Using git to get data for the class

git is a version control software and we will come back to explain its main functionality later. Right now we use it as a convenient tool to get additional data.

There is a "repository" at https://github.com/ASU-CompMethodsPhysics-PHY494/PHY494-resources that contains data and code to be used during the class. It will be updated as we go along.

Get the data for today by cloning the repository:

cd ~
git clone https://github.com/ASU-CompMethodsPhysics-PHY494/PHY494-resources.git

(You only need to do this once.)

At any later time, pull in the latest updates from inside the repository::

cd PHY494-resources
git pull

(This can be done as often as you like.)

Go into the PHY494-resources/01_shell/data directory.

Activity

  1. Read the README file (e.g. using atom or cat or less (for the latter, use h to get help and q to quit)).

  2. Count the number of entries in all files ending in "csv". (Hint: use a glob pattern)

  3. Use cut -f 1 -d ',' people.csv to extract each name to a file names and a similar command to extract weight to a file weights.

  4. Use the paste command to generate a new list that contains "weight name" (reordered and separated by space):

     paste weights names
    

    Use this approach to sort the people in order of decreasing weight.

Shell scripts

You can save commands in a file. This is called a script. A script allows you to reuse commands (laziness is a programmer's virtue!) without having to retype them over and over again. It also allows you to solve a task once and then forget about how you did it in detail because it is written in the script.

Make directory ~/bin for your scripts in your home directory.

mkdir ~/bin

(I strongly suggest you do this really in your home directory because in the following I will assume it; if you changed the path to e.g. ~/classes/2016/PHY494/bin then you will need to use that path in all the following examples.)

Usingatom, create the following script ~/bin/update_resources.sh:

# PHY 494 script to update the resources repository

GIT_REPOSITORY="${HOME}/PHY494-resources"

cd "${GIT_REPOSITORY}"
git pull

echo "Updated resources in ${GIT_REPOSITORY}"

(You create the script by (1) atom ~/bin/update_resources.sh (opens empty file if it does not exist), (2) type all the lines into the editor (or copy & paste), (3) save the file and exit the editor.)

Notes:

  • All the lines above should be in your file (first line will start with # PHY 494 and the last line will begin with echo).
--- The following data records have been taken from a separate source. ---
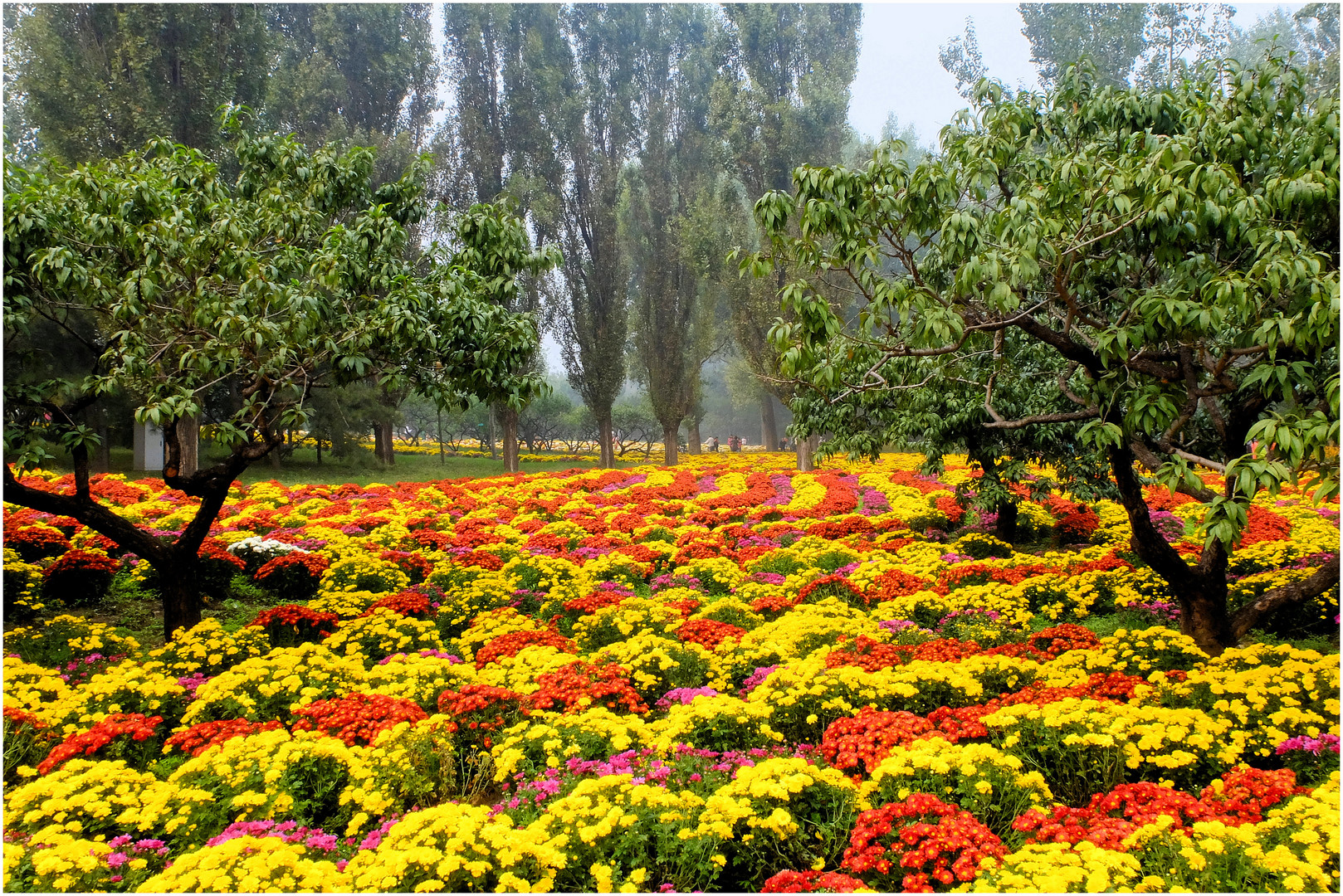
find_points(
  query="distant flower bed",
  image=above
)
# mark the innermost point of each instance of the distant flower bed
(723, 676)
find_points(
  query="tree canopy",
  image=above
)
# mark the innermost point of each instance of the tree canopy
(291, 277)
(1163, 268)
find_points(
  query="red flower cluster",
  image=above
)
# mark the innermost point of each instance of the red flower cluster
(481, 709)
(869, 655)
(810, 881)
(1247, 793)
(1264, 525)
(895, 583)
(685, 606)
(861, 742)
(603, 684)
(413, 564)
(293, 575)
(832, 586)
(1077, 525)
(510, 644)
(984, 574)
(1058, 640)
(840, 528)
(954, 511)
(291, 624)
(19, 718)
(773, 605)
(102, 733)
(593, 602)
(37, 542)
(358, 718)
(708, 633)
(408, 603)
(204, 735)
(77, 561)
(1108, 818)
(481, 559)
(428, 539)
(934, 843)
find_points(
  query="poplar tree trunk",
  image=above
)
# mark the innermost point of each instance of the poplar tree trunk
(606, 441)
(383, 444)
(806, 453)
(188, 445)
(769, 426)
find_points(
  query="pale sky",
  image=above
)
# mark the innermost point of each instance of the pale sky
(899, 69)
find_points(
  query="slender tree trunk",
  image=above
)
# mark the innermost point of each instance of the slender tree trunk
(188, 445)
(669, 451)
(180, 596)
(1006, 525)
(606, 440)
(1202, 589)
(769, 426)
(101, 460)
(508, 421)
(806, 453)
(383, 444)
  • The line starting with # is a comment: it is not a shell command and is ignored by the shell. However, adding comments to scripts is a really, really good idea!

  • The shell has variables: Some like HOME are pre-defined, others you can define yourself (GIT_REPOSITORY=...). Using all-caps is a convention that you should follow.

    The contents (value) of variables is accessed with the dollar $ sign in front of the variable name.

  • echo prints to the standard output (typically, the screen)

Execute the script with

bash ~/bin/update_resources.sh

It should show output similar to

Already up-to-date.
Updated resources in /Users/oliver/PHY494-resources

However, during the course of the year more data will be added to the repository and then you can just run your update command to get the data and you might see output like the following:

remote: Counting objects: 15, done.
remote: Compressing objects: 100% (10/10), done.
remote: Total 15 (delta 2), reused 15 (delta 2), pack-reused 0
Unpacking objects: 100% (15/15), done.
From https://github.com/ASU-CompMethodsPhysics-PHY494/PHY494-resources
   c3b5c04..23a4083  master     -> origin/master
Updating c3b5c04..23a4083
Fast-forward
 01_shell/bin/update_resources.sh | 8 ++++++++
 02_python/gutentag.py            | 4 ++++
 2 files changed, 12 insertions(+)
 create mode 100644 01_shell/bin/update_resources.sh
 create mode 100644 02_python/gutentag.py
Updated resources in /Users/oliver/PHY494-resources

Footnotes
  1. Star Wars data courtesy of SWAPI. See PHY494-auxilliary/star_wars for Python code to pull the data from SWAPI.